Nos lecteurs connaissent bien Thibaud Collin : il nous avait déjà fait l’amitié de nous accorder un entretien sur son précédent livre : Les lendemains du mariage gay (Editions Salvator). Nous sommes revenus à lui pour qu’il nous présente, dans le cadre d’un dossier de L’AF "Pour en finir avec la laïcité", son dernier ouvrage : Sur la morale de Monsieur Peillon (Editions Salvator, 14,50 euros).
L’AF 2875 : Vincent Peillon veut remettre à l’honneur la « morale laïque ». Or sa laïcité n’est-elle pas surtout une contre-religion ?
Thibaud Collin : Notre Ministre est philosophe de métier. A ce titre, il a une connaissance approfondie de la tradition républicaine. Il a écrit sur Edgar Quinet, l’un des premiers théoriciens de l’école laïque, sur Jaurès, sur Ferdinand Buisson, celui qui a dirigé l’enseignement primaire pendant des années et a mis en œuvre les orientations de son ministre, Jules Ferry. Or que nous disent ces auteurs sur la laïcité en général et sur l’école et la morale laïque en particulier ? Ils tiennent en fait un discours à double-fond. Le premier consiste à dire que la laïcité est une forme juridique rendant possible la coexistence pacifique de citoyens ayant des croyances religieuses différentes (ou pas de croyances religieuses du tout). La laïcité se présente alors comme la propriété d’un régime politique et de sa législation par laquelle la question religieuse est mise entre parenthèses. Mais il existe une autre dimension de la laïcité qui la rapproche de fait d’une religion (en l’occurrence une contre-religion ou une irréligion), c’est que la laïcité contient une dogmatique par laquelle elle prétend correspondre à la vérité et au bien humain.

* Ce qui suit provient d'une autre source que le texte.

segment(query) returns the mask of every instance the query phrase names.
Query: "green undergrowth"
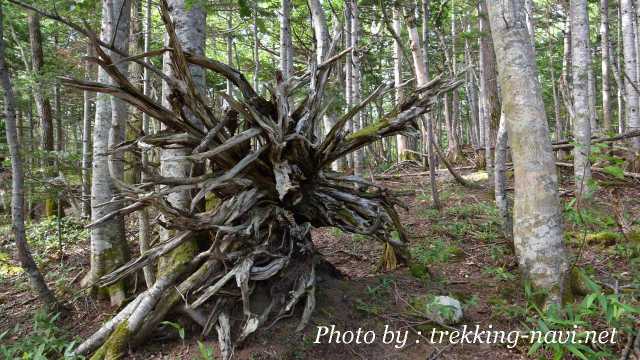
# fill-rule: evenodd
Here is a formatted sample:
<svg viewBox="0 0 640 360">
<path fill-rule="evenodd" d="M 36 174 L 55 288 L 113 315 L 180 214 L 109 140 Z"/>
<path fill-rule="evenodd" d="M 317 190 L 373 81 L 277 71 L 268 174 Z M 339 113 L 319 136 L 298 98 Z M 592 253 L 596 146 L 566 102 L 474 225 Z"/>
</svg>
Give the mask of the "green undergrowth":
<svg viewBox="0 0 640 360">
<path fill-rule="evenodd" d="M 35 313 L 31 329 L 26 331 L 20 325 L 0 333 L 0 358 L 46 360 L 46 359 L 83 359 L 71 355 L 78 339 L 57 325 L 58 315 L 39 311 Z M 24 335 L 25 332 L 28 335 Z"/>
</svg>

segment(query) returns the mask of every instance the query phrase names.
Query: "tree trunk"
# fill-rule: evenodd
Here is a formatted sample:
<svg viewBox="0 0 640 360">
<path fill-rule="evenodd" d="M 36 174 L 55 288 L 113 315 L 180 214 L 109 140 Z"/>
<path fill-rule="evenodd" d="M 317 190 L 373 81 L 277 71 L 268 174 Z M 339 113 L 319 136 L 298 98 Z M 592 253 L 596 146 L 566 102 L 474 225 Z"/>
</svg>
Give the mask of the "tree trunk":
<svg viewBox="0 0 640 360">
<path fill-rule="evenodd" d="M 586 0 L 571 0 L 571 53 L 573 137 L 578 146 L 574 148 L 574 179 L 576 197 L 589 198 L 591 180 L 591 117 L 589 103 L 589 18 Z"/>
<path fill-rule="evenodd" d="M 31 24 L 31 21 L 29 23 Z M 58 302 L 38 270 L 38 266 L 31 256 L 31 251 L 29 250 L 25 236 L 24 172 L 16 127 L 16 100 L 13 95 L 9 69 L 5 63 L 3 30 L 3 12 L 2 4 L 0 4 L 0 82 L 2 83 L 2 90 L 4 92 L 4 122 L 6 126 L 7 144 L 9 145 L 9 156 L 11 157 L 11 220 L 16 241 L 16 252 L 18 260 L 25 273 L 27 273 L 31 286 L 38 294 L 40 300 L 48 307 L 48 310 L 56 311 L 59 309 Z"/>
<path fill-rule="evenodd" d="M 533 51 L 535 53 L 536 50 L 536 25 L 535 25 L 535 4 L 533 0 L 524 0 L 525 7 L 525 20 L 527 22 L 527 32 L 529 32 L 529 39 L 531 40 L 531 46 L 533 47 Z M 502 121 L 502 116 L 500 116 L 500 121 Z"/>
<path fill-rule="evenodd" d="M 42 149 L 45 153 L 44 167 L 45 174 L 48 178 L 54 177 L 55 172 L 53 168 L 53 160 L 51 153 L 54 150 L 53 147 L 53 113 L 51 110 L 51 103 L 49 98 L 45 95 L 46 85 L 43 81 L 44 77 L 44 54 L 42 52 L 42 32 L 40 30 L 40 15 L 29 11 L 28 12 L 28 24 L 29 24 L 29 42 L 31 44 L 31 70 L 36 78 L 36 83 L 33 86 L 33 98 L 36 102 L 36 110 L 40 117 L 40 123 L 42 125 Z M 47 194 L 44 202 L 45 217 L 49 217 L 55 214 L 55 199 L 50 192 Z"/>
<path fill-rule="evenodd" d="M 401 34 L 402 32 L 402 24 L 400 23 L 400 11 L 397 8 L 393 9 L 393 24 L 392 29 L 395 34 Z M 394 36 L 393 40 L 393 81 L 396 86 L 395 99 L 396 104 L 400 104 L 402 102 L 402 88 L 400 84 L 402 84 L 402 44 L 398 41 L 400 39 L 396 39 Z M 396 135 L 397 142 L 397 151 L 398 151 L 398 161 L 408 160 L 409 152 L 408 141 L 405 135 Z"/>
<path fill-rule="evenodd" d="M 500 116 L 500 126 L 498 127 L 498 138 L 496 139 L 496 164 L 495 164 L 495 198 L 496 207 L 500 214 L 502 234 L 505 238 L 513 240 L 513 217 L 509 197 L 507 196 L 507 152 L 509 136 L 507 135 L 507 124 L 504 113 Z"/>
<path fill-rule="evenodd" d="M 327 19 L 322 8 L 321 0 L 309 0 L 309 9 L 311 10 L 311 22 L 313 25 L 313 33 L 316 44 L 316 64 L 321 64 L 326 60 L 326 54 L 329 47 L 329 29 L 327 28 Z M 324 136 L 326 136 L 335 124 L 335 115 L 332 113 L 322 117 L 324 126 Z M 335 161 L 331 164 L 334 171 L 341 169 L 341 161 Z"/>
<path fill-rule="evenodd" d="M 602 128 L 611 131 L 611 90 L 609 89 L 609 0 L 600 0 L 600 50 L 602 51 Z"/>
<path fill-rule="evenodd" d="M 280 71 L 282 71 L 282 77 L 286 80 L 293 72 L 291 0 L 281 0 L 280 4 Z"/>
<path fill-rule="evenodd" d="M 480 19 L 480 57 L 482 58 L 482 77 L 480 81 L 483 83 L 483 98 L 481 103 L 484 108 L 484 136 L 485 136 L 485 161 L 487 174 L 489 175 L 489 184 L 493 186 L 493 169 L 494 154 L 498 125 L 500 124 L 500 98 L 498 97 L 498 83 L 496 71 L 496 55 L 491 37 L 491 24 L 489 23 L 487 13 L 487 1 L 480 0 L 478 2 L 478 12 L 482 14 Z"/>
<path fill-rule="evenodd" d="M 361 88 L 361 67 L 360 67 L 360 56 L 361 50 L 358 48 L 360 41 L 360 20 L 358 19 L 359 10 L 358 10 L 358 1 L 351 0 L 351 46 L 353 47 L 352 61 L 353 61 L 353 69 L 352 75 L 353 80 L 351 86 L 353 86 L 353 103 L 360 103 L 360 88 Z M 353 132 L 357 132 L 358 130 L 364 128 L 362 112 L 358 112 L 358 114 L 353 118 Z M 353 155 L 353 174 L 357 176 L 361 176 L 364 172 L 364 150 L 358 149 Z"/>
<path fill-rule="evenodd" d="M 546 303 L 560 304 L 568 263 L 558 178 L 524 8 L 521 0 L 488 5 L 513 155 L 516 255 L 526 278 L 547 291 Z"/>
<path fill-rule="evenodd" d="M 187 6 L 185 0 L 168 0 L 168 10 L 171 20 L 176 29 L 177 40 L 184 51 L 202 56 L 204 55 L 205 45 L 205 24 L 206 12 L 202 5 Z M 170 46 L 168 43 L 166 46 Z M 164 56 L 163 72 L 169 76 L 174 75 L 174 68 L 171 63 L 169 54 Z M 191 78 L 195 90 L 200 96 L 205 93 L 205 77 L 204 69 L 200 66 L 189 65 Z M 164 106 L 172 106 L 170 99 L 173 93 L 171 87 L 166 82 L 162 84 L 162 102 Z M 197 129 L 204 129 L 204 124 L 188 109 L 179 109 L 187 114 L 188 121 Z M 187 148 L 163 149 L 160 153 L 160 173 L 165 177 L 187 178 L 193 174 L 195 166 L 192 166 L 188 160 L 177 159 L 189 155 L 191 152 Z M 167 201 L 176 209 L 188 212 L 190 211 L 192 196 L 189 191 L 180 191 L 169 194 Z M 161 240 L 168 240 L 175 235 L 175 231 L 162 228 L 160 231 Z M 176 247 L 166 256 L 161 257 L 158 262 L 158 278 L 162 274 L 177 271 L 179 268 L 186 266 L 189 260 L 196 255 L 198 251 L 197 239 L 193 238 Z M 173 304 L 167 304 L 167 307 Z M 149 325 L 150 326 L 150 325 Z"/>
<path fill-rule="evenodd" d="M 347 0 L 345 2 L 345 7 L 344 7 L 344 35 L 343 36 L 345 40 L 345 48 L 347 49 L 353 46 L 353 44 L 351 43 L 352 41 L 351 18 L 353 17 L 353 15 L 351 13 L 350 1 L 352 0 Z M 345 104 L 348 110 L 354 105 L 354 102 L 353 102 L 353 51 L 349 52 L 349 54 L 347 54 L 347 57 L 345 59 L 344 87 L 345 87 L 345 91 L 344 91 Z M 350 132 L 353 132 L 354 130 L 354 126 L 353 126 L 354 121 L 355 121 L 354 119 L 350 119 L 347 123 L 347 128 Z M 351 170 L 354 170 L 353 169 L 354 167 L 353 153 L 347 156 L 347 167 L 350 167 Z"/>
<path fill-rule="evenodd" d="M 566 9 L 567 13 L 569 13 L 570 9 Z M 563 38 L 563 52 L 562 52 L 562 73 L 560 74 L 560 89 L 561 94 L 563 94 L 566 117 L 563 122 L 563 131 L 568 131 L 573 126 L 573 119 L 571 118 L 571 113 L 573 112 L 573 107 L 569 108 L 571 105 L 570 99 L 565 99 L 565 96 L 569 95 L 569 91 L 571 89 L 571 58 L 572 58 L 572 50 L 571 50 L 571 16 L 567 16 L 565 20 L 564 27 L 564 38 Z M 564 138 L 564 133 L 560 136 Z"/>
<path fill-rule="evenodd" d="M 637 73 L 637 53 L 635 43 L 635 32 L 633 28 L 633 0 L 620 0 L 620 9 L 622 12 L 622 47 L 624 51 L 624 74 L 626 85 L 626 102 L 625 113 L 627 115 L 627 131 L 640 129 L 640 112 L 638 112 L 638 91 L 634 89 L 634 84 L 638 86 Z M 640 152 L 640 138 L 631 140 L 632 149 Z"/>
<path fill-rule="evenodd" d="M 114 45 L 126 53 L 129 37 L 129 19 L 131 2 L 129 0 L 103 0 L 102 2 L 102 41 Z M 117 29 L 116 29 L 117 26 Z M 109 51 L 112 56 L 117 54 Z M 126 72 L 126 63 L 118 68 Z M 98 81 L 111 83 L 109 75 L 101 67 L 98 69 Z M 107 155 L 109 148 L 124 140 L 124 122 L 127 116 L 126 105 L 121 101 L 100 94 L 96 98 L 95 123 L 93 131 L 93 171 L 91 177 L 91 220 L 97 221 L 118 209 L 117 204 L 108 204 L 116 194 L 111 179 L 121 175 L 122 163 L 119 157 Z M 121 141 L 120 141 L 121 142 Z M 119 142 L 118 142 L 119 143 Z M 116 216 L 91 229 L 91 273 L 90 284 L 105 274 L 124 264 L 128 258 L 128 247 L 124 234 L 124 219 Z M 106 289 L 112 306 L 119 306 L 126 297 L 125 284 L 119 281 Z"/>
<path fill-rule="evenodd" d="M 626 87 L 625 84 L 627 82 L 627 80 L 622 76 L 622 48 L 623 48 L 623 41 L 622 41 L 622 6 L 620 6 L 620 3 L 618 2 L 618 16 L 617 16 L 617 21 L 618 21 L 618 54 L 617 54 L 617 58 L 618 61 L 616 61 L 616 74 L 619 74 L 619 80 L 617 81 L 618 84 L 618 132 L 620 134 L 624 134 L 627 131 L 627 117 L 626 117 L 626 109 L 624 102 L 626 101 L 626 96 L 624 94 L 624 92 L 626 91 Z M 609 48 L 610 52 L 611 52 L 611 48 Z M 613 55 L 613 54 L 612 54 Z M 613 56 L 612 56 L 613 57 Z"/>
<path fill-rule="evenodd" d="M 427 49 L 429 49 L 429 17 L 431 16 L 429 11 L 429 0 L 422 0 L 422 41 L 423 41 L 423 51 L 424 51 L 424 73 L 425 73 L 425 81 L 429 81 L 429 54 L 427 53 Z M 415 37 L 415 35 L 414 35 Z M 414 58 L 414 65 L 415 63 Z M 419 66 L 415 66 L 416 72 Z M 423 139 L 423 143 L 426 143 L 427 148 L 427 157 L 429 161 L 429 183 L 431 185 L 431 198 L 433 199 L 433 207 L 440 210 L 442 209 L 442 204 L 440 203 L 440 196 L 438 195 L 438 184 L 436 181 L 436 154 L 434 146 L 437 146 L 433 143 L 433 118 L 431 114 L 424 114 L 422 117 L 423 127 L 426 127 L 426 139 Z"/>
<path fill-rule="evenodd" d="M 87 56 L 93 56 L 93 46 L 87 45 Z M 84 78 L 91 80 L 92 66 L 85 64 Z M 91 92 L 82 92 L 82 216 L 91 217 Z"/>
</svg>

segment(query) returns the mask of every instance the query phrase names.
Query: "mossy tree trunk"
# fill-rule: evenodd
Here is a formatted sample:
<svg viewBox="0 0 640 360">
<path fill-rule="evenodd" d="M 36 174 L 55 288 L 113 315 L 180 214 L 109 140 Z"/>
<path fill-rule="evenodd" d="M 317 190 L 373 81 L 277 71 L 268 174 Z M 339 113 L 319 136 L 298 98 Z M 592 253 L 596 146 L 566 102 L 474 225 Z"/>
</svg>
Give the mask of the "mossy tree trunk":
<svg viewBox="0 0 640 360">
<path fill-rule="evenodd" d="M 562 209 L 542 90 L 522 0 L 488 1 L 515 177 L 514 247 L 534 287 L 560 303 L 567 289 Z"/>
</svg>

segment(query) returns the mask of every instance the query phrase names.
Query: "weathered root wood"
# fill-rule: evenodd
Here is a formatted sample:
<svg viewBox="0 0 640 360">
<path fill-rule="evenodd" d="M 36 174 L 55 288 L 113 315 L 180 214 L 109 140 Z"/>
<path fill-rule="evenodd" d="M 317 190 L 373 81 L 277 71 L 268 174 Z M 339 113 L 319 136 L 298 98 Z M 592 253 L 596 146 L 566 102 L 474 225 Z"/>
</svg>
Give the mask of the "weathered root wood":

Elle s’identifie alors au régime mental et institutionnel des peuples enfin « autonomes », qui ont su « se libérer » de la tutelle des institutions autoritaires, au premier chef de l’Eglise catholique et de la monarchie. Il y a donc une dimension de « libération » spirituelle et morale dans la laïcité qui de facto la place au même niveau que la croyance religieuse. Les républicains de la Troisième hier ou Vincent Peillon aujourd’hui auront beau jeu de dire que la laïcité n’est pas anti-religieuse, qu’elle respecte les croyances individuelles, leur lutte contre ce qu’ils nomment le « cléricalisme » n’est pas seulement mue par la reconnaissance d’une juste distinction entre le temporel et le spirituel. La laïcité est ici vraiment « un nouveau pouvoir spirituel ». D’ailleurs Peillon désigne ainsi l’école de la République. La volonté d’être la matrice englobant et accueillant la diversité des croyances religieuses lui attribue, qu’on le veuille ou non, une position transcendante.
« Quelle morale dispenser dans une société laïque ? », demandez-vous. L’Etat seul ne devrait-il pas être laïque ?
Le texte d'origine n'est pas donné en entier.